I have a dictionary that holds different value and id's. The first index in the dictionary does not hold the 'id' dictionary, but the second index does The problem I am having is when I print:

return[0]['values']['id']

It returns 'id'

Because there is no such dictionary in the first index

The second index return[1]['values']['id'] The 'id' dictionary does exist so returns [{"id": "4651234", "type":"instant"}]

I'm trying to create a list of only the id values that exist, how do I get it to skip the all the indexes where the 'id' dictionary does not exist? Rather than stop the program and print the string 'id'.

CodePudding user response：

You can just loop and use a if statement to check if the id exists or not :

id_list = []
for key in return:
    if return[key]['values']['id'] != 'id':
        id_list.append(return[key]['values']['id'])

(Btw you should avoid naming your variables with name like return or any other keyword that can have a signification for the language)

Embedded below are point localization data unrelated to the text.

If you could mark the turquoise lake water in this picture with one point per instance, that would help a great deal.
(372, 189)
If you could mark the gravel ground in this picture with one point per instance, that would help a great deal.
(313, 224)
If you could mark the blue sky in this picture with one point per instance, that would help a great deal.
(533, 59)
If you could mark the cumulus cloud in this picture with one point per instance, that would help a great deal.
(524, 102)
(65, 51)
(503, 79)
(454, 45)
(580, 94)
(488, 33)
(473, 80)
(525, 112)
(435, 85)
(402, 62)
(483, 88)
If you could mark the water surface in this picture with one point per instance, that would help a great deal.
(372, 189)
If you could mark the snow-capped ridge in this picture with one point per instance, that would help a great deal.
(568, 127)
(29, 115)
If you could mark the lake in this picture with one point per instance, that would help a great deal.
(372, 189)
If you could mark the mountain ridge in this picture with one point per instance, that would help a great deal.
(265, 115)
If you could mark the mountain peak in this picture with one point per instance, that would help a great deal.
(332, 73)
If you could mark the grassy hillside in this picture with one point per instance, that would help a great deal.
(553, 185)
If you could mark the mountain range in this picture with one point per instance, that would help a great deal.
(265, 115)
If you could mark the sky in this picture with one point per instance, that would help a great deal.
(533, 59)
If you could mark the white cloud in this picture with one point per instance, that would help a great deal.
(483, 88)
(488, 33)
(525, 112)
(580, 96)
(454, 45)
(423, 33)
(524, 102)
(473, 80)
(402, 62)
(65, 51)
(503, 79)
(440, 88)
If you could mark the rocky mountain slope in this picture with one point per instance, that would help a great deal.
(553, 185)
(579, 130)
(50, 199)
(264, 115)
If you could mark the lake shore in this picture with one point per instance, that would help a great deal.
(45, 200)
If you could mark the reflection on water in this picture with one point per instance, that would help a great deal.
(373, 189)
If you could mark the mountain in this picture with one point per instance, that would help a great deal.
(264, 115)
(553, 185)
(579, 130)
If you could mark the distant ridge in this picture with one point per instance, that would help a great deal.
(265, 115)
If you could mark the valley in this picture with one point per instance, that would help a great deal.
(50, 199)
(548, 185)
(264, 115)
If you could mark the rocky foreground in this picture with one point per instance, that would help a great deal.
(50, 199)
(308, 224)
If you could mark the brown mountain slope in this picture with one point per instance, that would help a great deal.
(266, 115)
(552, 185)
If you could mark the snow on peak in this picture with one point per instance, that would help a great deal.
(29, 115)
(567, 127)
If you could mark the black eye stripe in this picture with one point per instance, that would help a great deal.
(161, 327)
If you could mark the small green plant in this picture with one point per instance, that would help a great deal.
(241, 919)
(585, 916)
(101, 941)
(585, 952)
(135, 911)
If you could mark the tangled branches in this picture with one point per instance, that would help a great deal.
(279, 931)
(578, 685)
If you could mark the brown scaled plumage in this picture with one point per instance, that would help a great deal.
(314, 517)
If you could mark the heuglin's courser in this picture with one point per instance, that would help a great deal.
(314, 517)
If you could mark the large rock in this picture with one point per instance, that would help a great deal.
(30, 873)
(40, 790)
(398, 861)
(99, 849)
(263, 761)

CodePudding user response：

you can if the returned value it is a list or a string

if isinstance(return[0]['values']['id'],list):
   #process the data
elif isinstance(return[0]['values']['id'],str):
   #do nothing

Having said that, a couple of recommendations: I assume that you wrote it as an example but, just in case, is not possible to have "return" as the name of the variable since it is a reserved word.

Another point is that if the same call returns different things (i.e. the first returns a str, the second a list with a dictionary in it, etc), it may be an indication that the data needs some cleaning before trying to access it. Otherwise you may end up with nasty results and you won't know where they are coming from.